Here's a rough impl in Python:

  import sys
  import os
  import heapq
  
  import requests
  from google.cloud import vision
  
  from colormath.color_objects import sRGBColor, LabColor
  from colormath.color_conversions import convert_color
  from colormath.color_diff import delta_e_cie2000
  
  from bs4 import BeautifulSoup
  
  def download_image_for_query(query):
      search_key = os.getenv("GOOGLE_CUSTOM_SEARCH_ENGINE_KEY")
      search_engine_id = os.getenv("GOOGLE_CUSTOM_SEARCH_ENGINE_ID")
      resp = requests.get(
          f"https://www.googleapis.com/customsearch/v1?key={search_key}&cx={search_engine_id}&q={query}&searchType=image"
      )
      img_url = resp.json()["items"][0]["link"]
      img_content = requests.get(img_url).content
      return img_content
  
  def dominant_rgb_colors(image_content, num_colors=1):
      vision_client = vision.ImageAnnotatorClient()
      image = vision.Image(content=image_content)
      response = vision_client.annotate_image({"image": image})
      return [
          (int(c.color.red), int(c.color.green), int(c.color.blue))
          for c in response.image_properties_annotation.dominant_colors.colors
      ][:num_colors]
  
  # class to store hex word and calculate the difference from "true" image, based on image search
  class HeapibleHexWord:
      def generate_rgb_version(self):
          return tuple(int(self.hex_version.lstrip("#")[i:i+2], 16) for i in (0, 2, 4))
          
      def __init__(self, hex_version, english_version):
          self.hex_version = hex_version
          self.english_version = english_version
          self.rgb_version = self.generate_rgb_version()
          self.delta_from_true = float("inf")
          
      def calculate_delta_from_true(self):
          true_rgb = sRGBColor(*self.rgb_version)
          query = self.english_version
          img_content = download_image_for_query(query)
          test_rgb = sRGBColor(*dominant_rgb_colors(img_content)[0])
         
          # via http://hanzratech.in/2015/01/16/color-difference-between-2-colors-using-python.html
          delta = delta_e_cie2000(
              convert_color(true_rgb, LabColor),
              convert_color(test_rgb, LabColor)
          )
          self.delta_from_true = delta
          
      def __lt__(self, other):
          return self.delta_from_true < other.delta_from_true
  
  # scrape words from hexwords site
  hexwords_url = 'https://hexwords.netlify.app/'
  
  hexwords_page = requests.get(hexwords_url)
  soup = BeautifulSoup(hexwords_page.text, 'html.parser')
  
  buttons = soup.find_all('button', class_='svelte-1m9ptdb')
  
  hex_words = []
  for button in buttons:
      if button.text == '':
          continue
      hex_version, _, english_version = button.text.split("\n")

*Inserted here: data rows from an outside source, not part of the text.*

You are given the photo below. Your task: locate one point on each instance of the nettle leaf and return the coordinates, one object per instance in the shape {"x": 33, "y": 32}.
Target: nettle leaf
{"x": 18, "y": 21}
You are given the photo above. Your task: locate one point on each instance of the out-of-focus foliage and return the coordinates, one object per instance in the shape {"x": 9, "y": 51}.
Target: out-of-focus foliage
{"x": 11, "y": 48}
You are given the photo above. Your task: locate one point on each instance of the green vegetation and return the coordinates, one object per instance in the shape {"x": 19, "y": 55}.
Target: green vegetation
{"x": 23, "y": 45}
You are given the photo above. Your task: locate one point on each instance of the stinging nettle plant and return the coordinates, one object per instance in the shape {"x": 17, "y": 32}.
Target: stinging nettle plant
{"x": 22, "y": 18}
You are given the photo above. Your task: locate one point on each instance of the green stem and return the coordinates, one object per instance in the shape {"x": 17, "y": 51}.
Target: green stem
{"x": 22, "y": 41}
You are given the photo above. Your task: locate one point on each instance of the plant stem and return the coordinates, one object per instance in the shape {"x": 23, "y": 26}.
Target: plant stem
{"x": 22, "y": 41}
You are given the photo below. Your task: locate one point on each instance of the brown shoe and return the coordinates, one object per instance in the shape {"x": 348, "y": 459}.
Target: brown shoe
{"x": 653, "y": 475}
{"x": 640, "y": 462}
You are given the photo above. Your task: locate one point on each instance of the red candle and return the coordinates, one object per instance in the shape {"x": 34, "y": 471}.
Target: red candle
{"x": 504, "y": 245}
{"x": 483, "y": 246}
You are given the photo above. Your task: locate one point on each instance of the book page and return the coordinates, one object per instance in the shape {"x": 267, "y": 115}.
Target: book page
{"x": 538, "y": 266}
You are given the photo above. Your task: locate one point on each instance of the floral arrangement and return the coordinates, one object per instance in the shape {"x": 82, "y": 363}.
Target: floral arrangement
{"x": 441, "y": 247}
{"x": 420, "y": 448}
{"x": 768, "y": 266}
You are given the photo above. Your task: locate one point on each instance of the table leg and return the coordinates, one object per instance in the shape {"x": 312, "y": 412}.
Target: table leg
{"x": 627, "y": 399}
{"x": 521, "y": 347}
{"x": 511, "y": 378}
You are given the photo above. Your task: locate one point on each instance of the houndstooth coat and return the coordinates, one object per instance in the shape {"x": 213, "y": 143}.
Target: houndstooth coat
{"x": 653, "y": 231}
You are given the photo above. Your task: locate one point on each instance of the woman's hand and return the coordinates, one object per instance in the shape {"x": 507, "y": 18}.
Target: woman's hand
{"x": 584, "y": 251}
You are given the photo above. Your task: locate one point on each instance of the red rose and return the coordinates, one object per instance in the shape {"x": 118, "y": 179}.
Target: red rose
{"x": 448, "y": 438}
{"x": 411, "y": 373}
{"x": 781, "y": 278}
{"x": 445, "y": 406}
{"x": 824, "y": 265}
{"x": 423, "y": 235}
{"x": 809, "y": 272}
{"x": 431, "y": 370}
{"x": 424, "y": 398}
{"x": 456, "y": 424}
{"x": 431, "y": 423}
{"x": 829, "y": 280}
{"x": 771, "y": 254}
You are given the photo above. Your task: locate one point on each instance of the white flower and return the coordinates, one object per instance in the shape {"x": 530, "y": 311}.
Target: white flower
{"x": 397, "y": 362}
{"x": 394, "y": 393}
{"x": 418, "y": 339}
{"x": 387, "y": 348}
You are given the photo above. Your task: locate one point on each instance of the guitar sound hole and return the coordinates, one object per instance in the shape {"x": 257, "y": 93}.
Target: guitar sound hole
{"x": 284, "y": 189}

      hex_words.append((hex_version, english_version.replace("(", "").replace(")", "")))
  
  # iterate over the hex words, calculating the color diff between the word's hex
  # color and the "true" color based on image search
  
  hex_words_heap = []
  heapq.heapify(hex_words_heap)
  
  NUM_WORDS = 10 # looks like throttled at some point
  
  for i, hex_word in enumerate(hex_words[:NUM_WORDS]):
      print(f"working on {i}: {hex_word}")

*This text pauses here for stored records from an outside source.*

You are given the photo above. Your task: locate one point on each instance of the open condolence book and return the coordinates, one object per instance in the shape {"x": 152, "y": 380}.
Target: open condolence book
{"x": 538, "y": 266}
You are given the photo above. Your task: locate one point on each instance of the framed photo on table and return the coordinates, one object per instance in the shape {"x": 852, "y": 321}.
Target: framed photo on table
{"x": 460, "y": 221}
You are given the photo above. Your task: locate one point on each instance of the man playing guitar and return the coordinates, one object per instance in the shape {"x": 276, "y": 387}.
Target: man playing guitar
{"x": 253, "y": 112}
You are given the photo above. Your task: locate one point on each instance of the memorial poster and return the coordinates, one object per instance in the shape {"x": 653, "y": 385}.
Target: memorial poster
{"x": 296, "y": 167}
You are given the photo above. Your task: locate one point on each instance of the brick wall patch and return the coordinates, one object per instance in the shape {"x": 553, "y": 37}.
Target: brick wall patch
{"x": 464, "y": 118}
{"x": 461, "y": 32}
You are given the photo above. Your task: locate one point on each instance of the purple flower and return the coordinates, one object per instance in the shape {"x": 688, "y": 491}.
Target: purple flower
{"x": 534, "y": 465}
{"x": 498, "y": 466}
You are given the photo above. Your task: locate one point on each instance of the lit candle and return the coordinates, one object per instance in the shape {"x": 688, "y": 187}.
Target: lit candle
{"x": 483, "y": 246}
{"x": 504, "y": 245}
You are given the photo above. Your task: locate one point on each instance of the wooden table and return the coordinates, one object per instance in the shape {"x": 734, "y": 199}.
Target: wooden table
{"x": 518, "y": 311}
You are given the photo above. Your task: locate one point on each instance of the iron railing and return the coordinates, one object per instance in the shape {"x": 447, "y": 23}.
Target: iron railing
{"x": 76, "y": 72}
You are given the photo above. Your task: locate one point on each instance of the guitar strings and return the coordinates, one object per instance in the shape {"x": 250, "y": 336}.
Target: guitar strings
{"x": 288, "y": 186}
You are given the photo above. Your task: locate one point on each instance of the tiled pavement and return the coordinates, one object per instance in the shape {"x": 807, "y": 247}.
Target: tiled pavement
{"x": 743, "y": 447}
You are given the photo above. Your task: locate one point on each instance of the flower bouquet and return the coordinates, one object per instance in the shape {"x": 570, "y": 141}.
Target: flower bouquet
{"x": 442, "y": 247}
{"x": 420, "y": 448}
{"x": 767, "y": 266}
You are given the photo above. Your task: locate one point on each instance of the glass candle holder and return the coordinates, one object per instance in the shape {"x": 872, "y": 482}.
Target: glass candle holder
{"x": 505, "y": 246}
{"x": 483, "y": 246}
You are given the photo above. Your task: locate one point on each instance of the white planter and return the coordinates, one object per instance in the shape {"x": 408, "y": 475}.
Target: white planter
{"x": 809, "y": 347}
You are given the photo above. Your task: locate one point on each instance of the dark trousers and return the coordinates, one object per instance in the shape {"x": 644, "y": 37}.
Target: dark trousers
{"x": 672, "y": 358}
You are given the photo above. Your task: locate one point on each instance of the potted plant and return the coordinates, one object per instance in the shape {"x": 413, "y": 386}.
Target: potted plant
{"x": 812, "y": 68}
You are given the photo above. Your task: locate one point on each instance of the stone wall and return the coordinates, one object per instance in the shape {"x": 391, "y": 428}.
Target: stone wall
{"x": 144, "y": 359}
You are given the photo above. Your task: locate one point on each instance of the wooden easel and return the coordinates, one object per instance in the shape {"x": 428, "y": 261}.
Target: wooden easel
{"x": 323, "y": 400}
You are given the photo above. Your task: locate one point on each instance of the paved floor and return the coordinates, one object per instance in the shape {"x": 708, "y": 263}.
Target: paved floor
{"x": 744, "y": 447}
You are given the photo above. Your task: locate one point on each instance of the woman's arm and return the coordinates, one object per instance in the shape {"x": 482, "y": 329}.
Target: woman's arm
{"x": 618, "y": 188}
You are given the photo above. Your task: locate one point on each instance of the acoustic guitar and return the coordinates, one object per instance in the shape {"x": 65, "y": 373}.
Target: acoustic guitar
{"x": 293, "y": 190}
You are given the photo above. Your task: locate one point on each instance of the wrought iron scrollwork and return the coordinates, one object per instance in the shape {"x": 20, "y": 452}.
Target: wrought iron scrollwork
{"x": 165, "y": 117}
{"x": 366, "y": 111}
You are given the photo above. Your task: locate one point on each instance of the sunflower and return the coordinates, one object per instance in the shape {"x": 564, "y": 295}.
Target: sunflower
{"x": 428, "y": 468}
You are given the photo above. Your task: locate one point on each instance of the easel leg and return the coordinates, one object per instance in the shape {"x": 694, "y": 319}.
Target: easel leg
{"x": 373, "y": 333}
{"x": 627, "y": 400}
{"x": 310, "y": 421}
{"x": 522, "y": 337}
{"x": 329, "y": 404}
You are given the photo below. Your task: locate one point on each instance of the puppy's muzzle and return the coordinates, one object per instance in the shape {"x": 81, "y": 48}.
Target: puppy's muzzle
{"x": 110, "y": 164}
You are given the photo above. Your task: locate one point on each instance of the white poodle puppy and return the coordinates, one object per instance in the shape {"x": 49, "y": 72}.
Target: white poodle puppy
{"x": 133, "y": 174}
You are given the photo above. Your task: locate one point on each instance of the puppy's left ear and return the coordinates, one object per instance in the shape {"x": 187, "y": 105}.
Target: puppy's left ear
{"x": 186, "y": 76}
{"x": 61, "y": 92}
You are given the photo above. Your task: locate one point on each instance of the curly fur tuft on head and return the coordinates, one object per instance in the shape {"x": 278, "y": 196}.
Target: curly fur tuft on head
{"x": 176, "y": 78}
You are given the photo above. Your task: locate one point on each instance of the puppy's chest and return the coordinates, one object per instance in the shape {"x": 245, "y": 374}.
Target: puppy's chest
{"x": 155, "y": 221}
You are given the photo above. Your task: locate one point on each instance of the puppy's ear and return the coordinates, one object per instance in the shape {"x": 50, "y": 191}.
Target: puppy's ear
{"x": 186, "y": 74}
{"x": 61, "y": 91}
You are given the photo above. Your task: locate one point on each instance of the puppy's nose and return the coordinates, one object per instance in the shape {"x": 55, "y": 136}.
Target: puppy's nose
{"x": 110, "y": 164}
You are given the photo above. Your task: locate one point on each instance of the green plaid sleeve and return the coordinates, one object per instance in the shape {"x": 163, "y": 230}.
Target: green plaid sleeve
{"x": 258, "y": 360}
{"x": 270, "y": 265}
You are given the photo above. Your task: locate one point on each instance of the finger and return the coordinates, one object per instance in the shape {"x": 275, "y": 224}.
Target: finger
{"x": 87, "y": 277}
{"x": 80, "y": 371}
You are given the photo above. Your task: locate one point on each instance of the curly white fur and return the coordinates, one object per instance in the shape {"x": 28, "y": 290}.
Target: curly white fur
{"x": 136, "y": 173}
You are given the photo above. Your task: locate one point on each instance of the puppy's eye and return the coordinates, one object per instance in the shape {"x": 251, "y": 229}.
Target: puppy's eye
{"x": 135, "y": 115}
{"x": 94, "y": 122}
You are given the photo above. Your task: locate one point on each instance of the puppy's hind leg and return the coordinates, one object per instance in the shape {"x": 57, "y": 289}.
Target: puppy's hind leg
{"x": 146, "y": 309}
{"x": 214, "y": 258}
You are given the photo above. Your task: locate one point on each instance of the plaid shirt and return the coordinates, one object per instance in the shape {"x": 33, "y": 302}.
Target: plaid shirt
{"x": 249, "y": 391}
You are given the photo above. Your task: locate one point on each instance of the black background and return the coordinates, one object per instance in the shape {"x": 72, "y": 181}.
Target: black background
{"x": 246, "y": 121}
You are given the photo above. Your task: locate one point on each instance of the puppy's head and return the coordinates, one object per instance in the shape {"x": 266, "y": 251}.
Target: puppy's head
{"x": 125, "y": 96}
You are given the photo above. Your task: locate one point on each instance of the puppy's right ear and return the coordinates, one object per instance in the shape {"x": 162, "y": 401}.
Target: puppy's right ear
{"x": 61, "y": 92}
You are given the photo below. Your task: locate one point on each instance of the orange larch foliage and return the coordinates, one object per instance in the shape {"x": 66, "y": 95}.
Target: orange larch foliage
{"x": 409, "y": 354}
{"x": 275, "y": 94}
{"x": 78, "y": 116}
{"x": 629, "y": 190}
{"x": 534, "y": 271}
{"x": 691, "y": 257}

      heapible_hex_word = HeapibleHexWord(*hex_word)
      heapible_hex_word.calculate_delta_from_true()
      heapq.heappush(hex_words_heap, heapible_hex_word)
  
  # popping from the min heap yields hexwords with smallers difference from true color
  heapq.heappop(hex_words_heap).english_version
3 comments

I sometimes wish HN had the equivalent of Reddit Gold. Well done.
Alas, I'm gonna bet a lot of images are an object in the center and plenty of white or other background around it.